Na zijn verblijf in Frankrijk verhuisde Penn naar Ierland waar hij ervaring opdeed in het beheren van zijn vaders landerijen in Ierland. Het waren de preken van de Ierse Quaker Thomas Loe waardoor hij kennismaakte met de Quakers. Op een keer hoorde hij Loe spreken over ‘Er is een geloof dat de wereld overwint en er is een geloof dat door de wereld overwonnen is’. Hierdoor werd hij overtuigd en werd hij in 1667 Quaker.

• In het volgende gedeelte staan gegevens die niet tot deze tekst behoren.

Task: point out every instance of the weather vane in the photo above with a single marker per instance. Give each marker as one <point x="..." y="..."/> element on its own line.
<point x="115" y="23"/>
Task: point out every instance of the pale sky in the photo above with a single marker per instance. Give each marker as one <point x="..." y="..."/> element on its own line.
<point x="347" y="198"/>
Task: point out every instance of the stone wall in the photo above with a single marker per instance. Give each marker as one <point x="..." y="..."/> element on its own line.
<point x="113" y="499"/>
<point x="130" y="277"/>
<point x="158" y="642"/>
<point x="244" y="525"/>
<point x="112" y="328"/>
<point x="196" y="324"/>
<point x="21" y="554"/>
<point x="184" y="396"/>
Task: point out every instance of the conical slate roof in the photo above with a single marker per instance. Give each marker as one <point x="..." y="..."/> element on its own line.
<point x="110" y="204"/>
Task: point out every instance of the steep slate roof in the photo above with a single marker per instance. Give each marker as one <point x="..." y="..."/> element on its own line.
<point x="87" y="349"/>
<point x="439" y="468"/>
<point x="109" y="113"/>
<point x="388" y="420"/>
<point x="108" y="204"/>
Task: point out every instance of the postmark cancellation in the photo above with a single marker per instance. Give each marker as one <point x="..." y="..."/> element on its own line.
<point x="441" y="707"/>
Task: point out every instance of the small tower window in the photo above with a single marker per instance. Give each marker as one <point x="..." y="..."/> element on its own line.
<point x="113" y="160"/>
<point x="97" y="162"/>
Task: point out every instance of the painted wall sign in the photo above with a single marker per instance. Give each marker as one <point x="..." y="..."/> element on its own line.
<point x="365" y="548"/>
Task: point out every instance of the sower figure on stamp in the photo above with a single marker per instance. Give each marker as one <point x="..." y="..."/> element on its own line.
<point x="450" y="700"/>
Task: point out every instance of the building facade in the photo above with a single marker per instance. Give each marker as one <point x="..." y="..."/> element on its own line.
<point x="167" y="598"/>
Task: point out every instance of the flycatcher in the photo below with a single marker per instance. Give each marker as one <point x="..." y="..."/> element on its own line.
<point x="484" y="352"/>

Vader Penn was bitter teleurgesteld in zijn zoon en verbande hem uit zijn huis. William ging naar Londen en wierp zich met energie op het werk van de Vrienden daar. Hij kwam in de gevangenis terecht. In zijn kleine kamer onder het dak van de Tower gebruikte hij zijn vrije tijd om het boek ‘No Cross, No Crown’ (1669; in 1687 in het Nederlands vertaald) te schrijven: een beroep op zijn vorige vrienden om de dwaasheid van het modieuze leven op te geven en hun Christen-zijn in praktijk te brengen. Zijn vader kocht hem vrij maar ook daarna werd William nu en dan weer gevangen genomen. Een keer werd hij net op tijd vrij gelaten om met een groep Quakers naar Gravesend te reizen om George Fox uit
te zwaaien, die naar Amerika ging. Daar waren toen al Jaarvergaderingen opgericht op Rhode Island en in Maryland.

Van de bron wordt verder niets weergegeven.